さっきまで学校で最後のお別れをしてたのに……俺はとうとう誰かに家に来てしまったらしい。


(ふかふかだな……このベッド)


中世のお嬢様が寝ているような豪華なベッド。もちろん俺に合わせたサイズだけど……この家の人は、お金持ちなんだろうか。それにしても誰もいないな……


(声、出すのは……ちょっと怖いな)

(……もう少し様子を見てみるか)


まだ眠気も完全に覚めていない。俺はこの家の人が来るまで……もう少しだけ寝ることにした。


(はぁ。

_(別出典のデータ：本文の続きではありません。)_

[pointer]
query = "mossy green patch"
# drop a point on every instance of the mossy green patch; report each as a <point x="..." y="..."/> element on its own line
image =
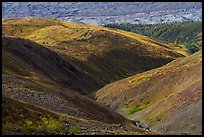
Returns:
<point x="74" y="130"/>
<point x="190" y="126"/>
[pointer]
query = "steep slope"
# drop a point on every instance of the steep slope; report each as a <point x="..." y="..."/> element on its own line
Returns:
<point x="187" y="34"/>
<point x="106" y="55"/>
<point x="36" y="100"/>
<point x="168" y="98"/>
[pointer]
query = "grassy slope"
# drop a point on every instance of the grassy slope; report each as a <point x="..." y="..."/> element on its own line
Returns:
<point x="23" y="118"/>
<point x="188" y="34"/>
<point x="104" y="54"/>
<point x="162" y="96"/>
<point x="26" y="82"/>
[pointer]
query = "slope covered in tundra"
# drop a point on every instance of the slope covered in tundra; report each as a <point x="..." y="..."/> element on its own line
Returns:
<point x="39" y="95"/>
<point x="168" y="98"/>
<point x="104" y="54"/>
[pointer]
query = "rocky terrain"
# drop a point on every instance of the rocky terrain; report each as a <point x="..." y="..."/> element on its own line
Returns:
<point x="100" y="13"/>
<point x="167" y="99"/>
<point x="53" y="72"/>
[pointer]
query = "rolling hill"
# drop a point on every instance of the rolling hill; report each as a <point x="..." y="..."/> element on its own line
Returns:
<point x="35" y="102"/>
<point x="168" y="98"/>
<point x="105" y="55"/>
<point x="188" y="34"/>
<point x="49" y="65"/>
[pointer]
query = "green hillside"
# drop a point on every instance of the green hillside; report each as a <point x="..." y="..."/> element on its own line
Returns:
<point x="161" y="97"/>
<point x="104" y="55"/>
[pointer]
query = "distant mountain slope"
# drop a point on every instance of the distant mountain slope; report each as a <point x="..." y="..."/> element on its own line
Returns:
<point x="35" y="101"/>
<point x="168" y="98"/>
<point x="188" y="34"/>
<point x="102" y="54"/>
<point x="100" y="13"/>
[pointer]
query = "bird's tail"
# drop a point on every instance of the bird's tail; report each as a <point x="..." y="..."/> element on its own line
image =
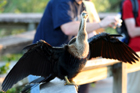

本当に来ちまったのか……みんなちゃんとやれてのか……?)

(変なヤツじゃなけりゃ良いけど)


ウトウトし始めた頃、部屋のノブが回る音が聞こえた。


ガチャッ


(……来た……!)


目はぱっちりと開いているが、体はピクリとも動かさないようにした。匂いから……きっと女の人なんだろう。ちょっと香水のような香りが漂って来る。


(臭っいなぁ……)


嫌な予感がしている俺の横を、女性が横切って、まじまじと俺を見つめてくる。目が合ってしまった。


「あら! 猫ちゃんー! 起きた?」

耳がキーンとしてしまうような、つんざく声。俺の苦手な音だ。


「にゃぁ!(誰だよ!)」

「あらー……可愛いわねぇ!」

「にゃ!(何言ってんだよ!)」

「だいぶ落ち着いたかしら? 怪我も……無さそうだしね」


(怪我……? どういうことだ?)


「良い子ね! もう大丈夫よー! ここは安全だからね」

「にゃあー(どういうことだ)」

「さ、一緒に行きましょうか」


女の人は、俺をひょいと抱き抱えると部屋を出て、階段を下りていく。


「危なかったね。変な猫ちゃん来たら……大変だったよ? あなた」


どうやら俺は拾われたらしい。公園で俺が1匹でいるところを……家に連れて帰ったんだそうだ。女の人が言っていた。どうやら2階建ての家に、一人で住んでいるらしかった。


「あなたの名前……何が良いかな」

「にゃ!(俺の名前はハチだ!)」

「そうね……。トトロくんにしようか!」

「にゃあー!(だから!俺はハチだって!)」


この時から「トトロくん」になった。

サビ先生から「女の人はママ。男の人はパパって呼ぶんですよ」と教えてもらったが……何でだろう?俺はこの人を「ママ」とはどうしても呼ぶことができないんだ。


とにかく、しつこい。……いや、うっとおしい。


ある日の夜……俺にとってラッキーなことが起きた。


「寝ようかな……」

ソファーでゆっくり寝ている俺の横で、この女の人は呟いた。伸びをしている。「寝れば良いじゃないか」と思った。


「さ、トトロくん。寝ましょうか」

「にゃぁ……(俺は良いって。ここで)」

「行きましょうかね」

俺は小さい。抵抗する俺を軽々抱き上げて、女の人は階段を上っていく。きっと……俺が最初に目を覚ました部屋なんだろう。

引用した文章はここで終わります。